Imperial Metals (TSE) is teaming up with Japan-based Sumitomo on a new project in Niger, Africa.
The companies are forming a joint venture on the 748-sq.-km M’Banga gold concession, west of the capital city of Niger. Imperial will be the operator and hold a 60% interest, while Sumitomo will hold 40%. The partners must spend US$2.5 million on exploration during the first three years and complete a feasibility study within one year.
The government of Niger can acquire up to a 20% interest, half of which is carried, by providing 10% of the capital funding following completion of a feasibility study. At such time, Imperial will be reduced to a 48% interest and Sumitomo will hold 32%.

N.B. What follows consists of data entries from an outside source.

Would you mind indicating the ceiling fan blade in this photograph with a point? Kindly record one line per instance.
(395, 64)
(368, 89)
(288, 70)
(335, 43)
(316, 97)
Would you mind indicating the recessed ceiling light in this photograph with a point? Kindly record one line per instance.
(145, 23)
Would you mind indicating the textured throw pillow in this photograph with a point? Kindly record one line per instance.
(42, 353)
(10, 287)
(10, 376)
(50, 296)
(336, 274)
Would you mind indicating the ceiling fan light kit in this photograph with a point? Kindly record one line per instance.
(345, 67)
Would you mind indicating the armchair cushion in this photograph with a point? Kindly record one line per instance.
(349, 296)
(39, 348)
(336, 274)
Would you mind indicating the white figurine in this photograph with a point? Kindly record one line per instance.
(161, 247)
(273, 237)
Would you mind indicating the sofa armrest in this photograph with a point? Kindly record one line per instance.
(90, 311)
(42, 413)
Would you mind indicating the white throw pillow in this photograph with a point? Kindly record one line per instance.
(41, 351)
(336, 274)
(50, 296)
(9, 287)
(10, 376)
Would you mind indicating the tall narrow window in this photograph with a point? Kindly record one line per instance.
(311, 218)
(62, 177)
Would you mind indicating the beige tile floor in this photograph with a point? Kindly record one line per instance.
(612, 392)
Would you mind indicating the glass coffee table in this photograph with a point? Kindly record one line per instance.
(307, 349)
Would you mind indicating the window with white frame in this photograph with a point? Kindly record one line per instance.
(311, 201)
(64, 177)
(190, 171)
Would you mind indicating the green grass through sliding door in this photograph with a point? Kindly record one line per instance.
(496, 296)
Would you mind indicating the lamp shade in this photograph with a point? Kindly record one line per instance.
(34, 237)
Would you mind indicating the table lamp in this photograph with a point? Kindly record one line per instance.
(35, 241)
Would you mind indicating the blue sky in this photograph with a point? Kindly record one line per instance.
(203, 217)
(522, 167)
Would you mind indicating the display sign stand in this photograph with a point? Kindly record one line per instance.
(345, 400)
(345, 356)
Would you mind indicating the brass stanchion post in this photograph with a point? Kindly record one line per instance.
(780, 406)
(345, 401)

Imperial will hold the right to purchase an additional 3% interest from Sumitomo for fair market value.
The M’Banga concession lies within the Birimian formation and is immediately adjacent to ground recently granted to Barrick Gold and to Ashanti Gold Mines.
Exploration activity in recent years was carried out by the Japanese government through the Metal Mining Association of Japan. Trenching on stockwork vein systems has returned values of up to 16.38 grams gold per tonne over 10 metres.
An exploration program, budgeted at US$1.2 million, is already under way. Work will include geophysical surveys, soil sampling, trenching, auger drilling and follow-up diamond drilling.
Sumitomo holds the right to acquire a 35% interest in Imperial’s Mount Polley project in central British Columbia. Imperial recently revised the economics for the gold-copper project using its updated reserve estimate.
The proposed open pit is estimated to contain 81.5 million tonnes grading 0.41 gram gold and 0.3% copper, at a stripping ratio of 1.12-to-1. With a plant capacity of 6.5 million tonnes per year, Mount Polley is expected to produce a total of 894,000 oz. gold and 367 million lb. copper over a mine life of 14 years.
Cash costs are projected at US$277 per oz. gold, using copper as a credit (or US53 cents per lb. copper, with gold as a credit). Capital costs, including contingency and working capital, are estimated at $117 million.
Talks are ongoing with the British Columbia government regarding infrastructure support and electricity pricing.